The 2001 travel decline was so severe that construction was indefinitely paused on what would eventually become Disney's Pop Century Resort and Disney's Art of Animation Resort. Those projects were not completed until December 2003 and May 2012, respectively. Other locations like Disney's Port Orleans French Quarter were shuttered for several months, simply because the capacity was not needed.
Reflections could suffer the same fate as Eagle Pines. If not cancelled outright, Reflections could find itself moved to the back burner for several years. Short term hotel demand may help drive that decision.
If Disney finds itself struggling to fill the 25,000 hotel rooms already on property, it would be difficult to justify adding hundreds more at Reflections. Disney could opt to move forward with the DVC component of Reflections and delay the hotel. But the feasibility of that plan rests with a number of specifics which are not currently known: location of certain resort amenities, cost of operating the building without the hotel revenue stream and so forth.

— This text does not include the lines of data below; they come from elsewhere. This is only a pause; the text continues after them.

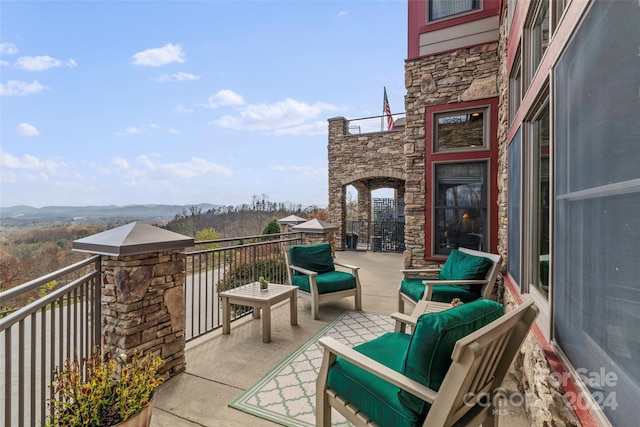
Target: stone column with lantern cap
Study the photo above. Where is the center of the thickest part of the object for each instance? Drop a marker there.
(143, 306)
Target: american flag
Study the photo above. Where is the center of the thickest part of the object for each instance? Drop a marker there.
(386, 111)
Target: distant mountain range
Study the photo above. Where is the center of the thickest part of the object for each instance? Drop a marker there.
(80, 212)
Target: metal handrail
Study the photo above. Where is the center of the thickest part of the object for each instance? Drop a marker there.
(36, 283)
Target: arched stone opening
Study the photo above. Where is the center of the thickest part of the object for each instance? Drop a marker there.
(367, 162)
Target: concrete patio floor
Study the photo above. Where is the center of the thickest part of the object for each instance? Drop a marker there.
(220, 367)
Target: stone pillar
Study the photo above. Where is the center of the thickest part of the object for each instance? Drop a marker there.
(338, 131)
(143, 307)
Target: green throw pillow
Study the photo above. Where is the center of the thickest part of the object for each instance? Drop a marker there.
(312, 257)
(462, 266)
(428, 356)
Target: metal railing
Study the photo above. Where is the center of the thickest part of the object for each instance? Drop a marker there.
(363, 125)
(65, 324)
(221, 264)
(40, 336)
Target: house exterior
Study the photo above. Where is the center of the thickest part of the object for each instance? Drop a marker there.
(523, 122)
(522, 137)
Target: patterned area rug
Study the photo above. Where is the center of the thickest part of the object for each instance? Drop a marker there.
(286, 395)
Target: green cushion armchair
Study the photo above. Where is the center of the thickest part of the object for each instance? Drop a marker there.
(438, 376)
(313, 269)
(467, 274)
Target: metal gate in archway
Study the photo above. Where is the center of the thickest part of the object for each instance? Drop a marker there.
(387, 234)
(384, 234)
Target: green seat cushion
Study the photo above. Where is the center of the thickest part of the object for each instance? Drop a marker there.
(414, 288)
(428, 356)
(331, 281)
(375, 397)
(462, 266)
(312, 257)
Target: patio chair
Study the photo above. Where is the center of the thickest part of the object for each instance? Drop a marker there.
(313, 270)
(467, 274)
(449, 372)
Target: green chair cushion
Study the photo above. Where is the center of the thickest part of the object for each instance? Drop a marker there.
(375, 397)
(428, 356)
(414, 288)
(312, 257)
(331, 281)
(462, 266)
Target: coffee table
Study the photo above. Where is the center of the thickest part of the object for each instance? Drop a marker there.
(251, 295)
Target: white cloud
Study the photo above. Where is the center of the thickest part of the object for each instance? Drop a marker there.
(159, 56)
(224, 97)
(181, 109)
(277, 117)
(8, 48)
(41, 63)
(131, 130)
(120, 163)
(315, 128)
(177, 77)
(185, 170)
(302, 170)
(25, 129)
(28, 162)
(20, 88)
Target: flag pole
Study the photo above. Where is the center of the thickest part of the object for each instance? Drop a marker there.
(382, 116)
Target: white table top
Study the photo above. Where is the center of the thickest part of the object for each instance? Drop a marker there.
(252, 291)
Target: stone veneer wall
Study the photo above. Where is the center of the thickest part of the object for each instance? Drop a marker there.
(457, 76)
(367, 161)
(546, 403)
(143, 306)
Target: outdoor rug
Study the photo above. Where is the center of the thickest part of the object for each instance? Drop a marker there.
(286, 395)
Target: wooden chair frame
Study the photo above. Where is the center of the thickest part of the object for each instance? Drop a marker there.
(486, 285)
(315, 296)
(468, 394)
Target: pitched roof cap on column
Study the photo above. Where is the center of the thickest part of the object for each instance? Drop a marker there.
(132, 239)
(315, 226)
(292, 220)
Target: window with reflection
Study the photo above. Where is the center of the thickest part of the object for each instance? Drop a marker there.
(541, 200)
(460, 130)
(439, 9)
(460, 208)
(538, 38)
(515, 87)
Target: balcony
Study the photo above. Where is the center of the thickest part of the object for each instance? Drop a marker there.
(200, 395)
(220, 367)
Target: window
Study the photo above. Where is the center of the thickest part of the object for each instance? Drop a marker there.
(515, 87)
(460, 208)
(557, 9)
(539, 202)
(439, 9)
(461, 130)
(461, 169)
(514, 213)
(537, 38)
(597, 199)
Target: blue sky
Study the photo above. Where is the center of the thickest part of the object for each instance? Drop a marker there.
(185, 102)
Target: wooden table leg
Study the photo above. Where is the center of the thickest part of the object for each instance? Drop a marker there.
(226, 316)
(293, 306)
(266, 323)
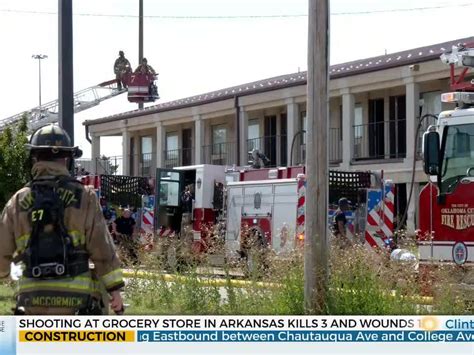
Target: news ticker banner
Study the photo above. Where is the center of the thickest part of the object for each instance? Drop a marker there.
(197, 334)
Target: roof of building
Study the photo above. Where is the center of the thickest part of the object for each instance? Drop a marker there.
(361, 66)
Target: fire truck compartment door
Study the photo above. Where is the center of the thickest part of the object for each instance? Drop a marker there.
(234, 218)
(169, 186)
(284, 217)
(258, 201)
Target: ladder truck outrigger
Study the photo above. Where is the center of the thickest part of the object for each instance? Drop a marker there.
(269, 203)
(446, 203)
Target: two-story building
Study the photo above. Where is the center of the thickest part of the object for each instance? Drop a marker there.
(375, 107)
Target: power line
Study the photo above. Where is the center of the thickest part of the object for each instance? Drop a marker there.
(226, 17)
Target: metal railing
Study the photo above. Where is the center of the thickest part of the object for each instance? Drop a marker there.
(110, 165)
(220, 154)
(274, 148)
(380, 140)
(146, 164)
(334, 148)
(139, 165)
(178, 157)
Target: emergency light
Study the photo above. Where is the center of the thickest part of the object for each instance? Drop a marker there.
(460, 97)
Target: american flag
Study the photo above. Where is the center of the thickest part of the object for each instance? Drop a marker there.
(380, 213)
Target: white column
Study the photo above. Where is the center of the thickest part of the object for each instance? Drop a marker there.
(95, 154)
(348, 103)
(412, 210)
(244, 120)
(292, 119)
(125, 152)
(160, 145)
(412, 97)
(198, 139)
(137, 155)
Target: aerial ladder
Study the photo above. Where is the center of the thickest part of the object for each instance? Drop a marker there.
(83, 100)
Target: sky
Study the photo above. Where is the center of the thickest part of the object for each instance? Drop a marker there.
(202, 45)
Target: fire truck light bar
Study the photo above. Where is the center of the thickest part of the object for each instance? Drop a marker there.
(461, 97)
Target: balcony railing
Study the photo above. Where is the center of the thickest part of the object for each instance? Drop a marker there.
(146, 166)
(219, 154)
(178, 157)
(380, 140)
(109, 165)
(334, 148)
(274, 148)
(139, 165)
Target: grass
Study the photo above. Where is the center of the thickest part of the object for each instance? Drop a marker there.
(6, 298)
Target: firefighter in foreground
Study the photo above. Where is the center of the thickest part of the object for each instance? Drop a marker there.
(121, 67)
(53, 227)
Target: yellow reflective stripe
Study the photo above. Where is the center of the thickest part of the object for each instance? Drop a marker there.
(21, 242)
(77, 238)
(112, 278)
(82, 283)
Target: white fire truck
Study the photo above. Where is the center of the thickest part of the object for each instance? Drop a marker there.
(447, 202)
(270, 202)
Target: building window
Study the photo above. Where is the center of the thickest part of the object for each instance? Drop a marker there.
(303, 125)
(358, 120)
(253, 134)
(430, 103)
(219, 138)
(172, 141)
(147, 145)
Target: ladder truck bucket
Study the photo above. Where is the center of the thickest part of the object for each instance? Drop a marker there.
(141, 88)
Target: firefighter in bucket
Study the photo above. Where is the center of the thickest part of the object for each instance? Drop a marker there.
(52, 227)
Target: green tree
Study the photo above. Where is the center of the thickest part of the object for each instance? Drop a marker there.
(14, 163)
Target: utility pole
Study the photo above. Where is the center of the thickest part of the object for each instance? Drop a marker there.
(66, 83)
(316, 241)
(39, 57)
(140, 38)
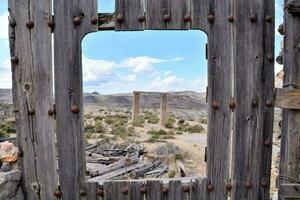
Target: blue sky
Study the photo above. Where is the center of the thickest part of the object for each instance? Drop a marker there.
(115, 62)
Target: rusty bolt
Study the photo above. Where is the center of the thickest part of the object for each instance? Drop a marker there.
(269, 18)
(31, 112)
(211, 18)
(270, 58)
(210, 187)
(57, 193)
(143, 190)
(216, 105)
(228, 186)
(185, 189)
(125, 191)
(167, 18)
(75, 109)
(187, 18)
(82, 192)
(269, 103)
(94, 20)
(120, 18)
(141, 18)
(248, 185)
(165, 190)
(230, 18)
(12, 23)
(253, 18)
(99, 192)
(29, 24)
(77, 21)
(14, 60)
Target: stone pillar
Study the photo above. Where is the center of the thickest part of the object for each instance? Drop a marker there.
(163, 108)
(136, 106)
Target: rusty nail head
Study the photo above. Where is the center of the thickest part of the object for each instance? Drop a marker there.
(187, 18)
(253, 18)
(167, 18)
(30, 24)
(120, 18)
(165, 190)
(185, 189)
(143, 190)
(57, 193)
(14, 60)
(211, 18)
(269, 18)
(248, 185)
(94, 20)
(125, 191)
(141, 18)
(230, 18)
(216, 105)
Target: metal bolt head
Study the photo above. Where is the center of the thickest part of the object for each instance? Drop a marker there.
(125, 191)
(14, 60)
(185, 189)
(29, 24)
(57, 193)
(120, 18)
(75, 109)
(216, 105)
(253, 18)
(167, 18)
(187, 18)
(269, 18)
(230, 18)
(211, 18)
(94, 20)
(141, 18)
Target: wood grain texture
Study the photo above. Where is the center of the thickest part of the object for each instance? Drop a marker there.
(68, 87)
(288, 98)
(254, 82)
(290, 140)
(32, 96)
(130, 10)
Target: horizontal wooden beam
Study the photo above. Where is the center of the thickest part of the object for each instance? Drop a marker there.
(287, 98)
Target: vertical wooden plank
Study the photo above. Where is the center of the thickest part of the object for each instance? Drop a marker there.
(74, 19)
(132, 12)
(220, 70)
(254, 93)
(290, 140)
(32, 94)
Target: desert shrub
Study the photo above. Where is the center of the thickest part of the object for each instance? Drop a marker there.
(195, 129)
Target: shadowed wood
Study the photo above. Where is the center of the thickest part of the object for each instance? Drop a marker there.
(32, 96)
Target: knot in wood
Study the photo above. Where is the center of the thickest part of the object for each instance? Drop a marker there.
(29, 24)
(141, 18)
(211, 18)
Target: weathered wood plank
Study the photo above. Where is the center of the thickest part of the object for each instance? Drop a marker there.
(254, 93)
(290, 140)
(74, 19)
(288, 98)
(132, 12)
(31, 49)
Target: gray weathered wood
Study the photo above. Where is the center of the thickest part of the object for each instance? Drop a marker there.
(32, 96)
(254, 93)
(290, 145)
(288, 98)
(68, 87)
(130, 10)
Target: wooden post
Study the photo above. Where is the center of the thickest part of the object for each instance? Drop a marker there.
(31, 56)
(136, 106)
(290, 140)
(74, 19)
(163, 108)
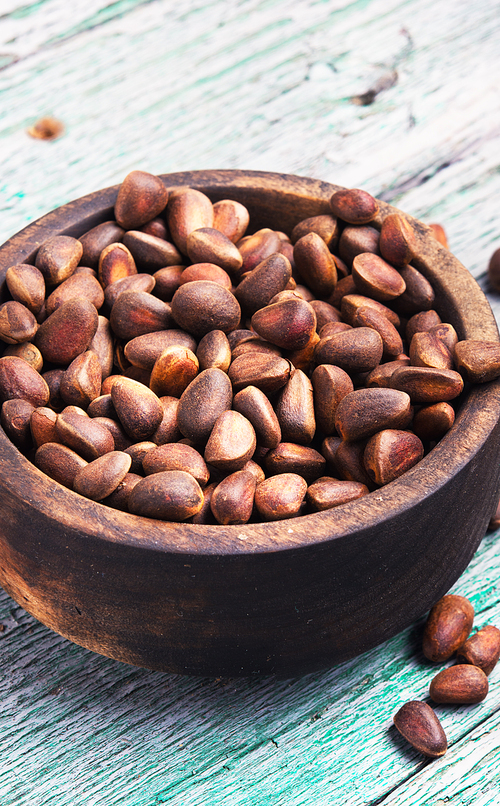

Lagging hotel occupancy could prompt Disney to convert existing hotel rooms to DVC villas. Conversions have already occurred at resorts like Disney's Animal Kingdom Lodge, Disney's Polynesian Village Resort and Copper Creek. At larger resorts like Disney's Grand Floridian Resort and Polynesian, converting hotel rooms to villas would solve two problems: need for DVC inventory and reduction in hotel occupancy.
Reflections is actually one of two DVC resorts in active development, the other being a new tower on the grounds of Disneyland Hotel. While Reflections is further along than the Disneyland project, pent-up demand for a new west coast DVC may give that project the advantage. This would be only the second DVC resort at Disneyland, the first in more than a decade since the Villas at Disney's Grand Californian Hotel opened in 2009. Walt Disney World currently has eleven DVC destinations.
At a minimum, we expect to see the opening of Reflections delayed beyond its projected 2022 opening. Since it has been in the works for more than 18 months, Reflections may be too far along to cancel outright. Progress could be slowed, with eyes on a 2023 opening. Or DVC could shift focus to a smaller-scale follow-up to Riveira, pushing Reflections to 2024 or 2025.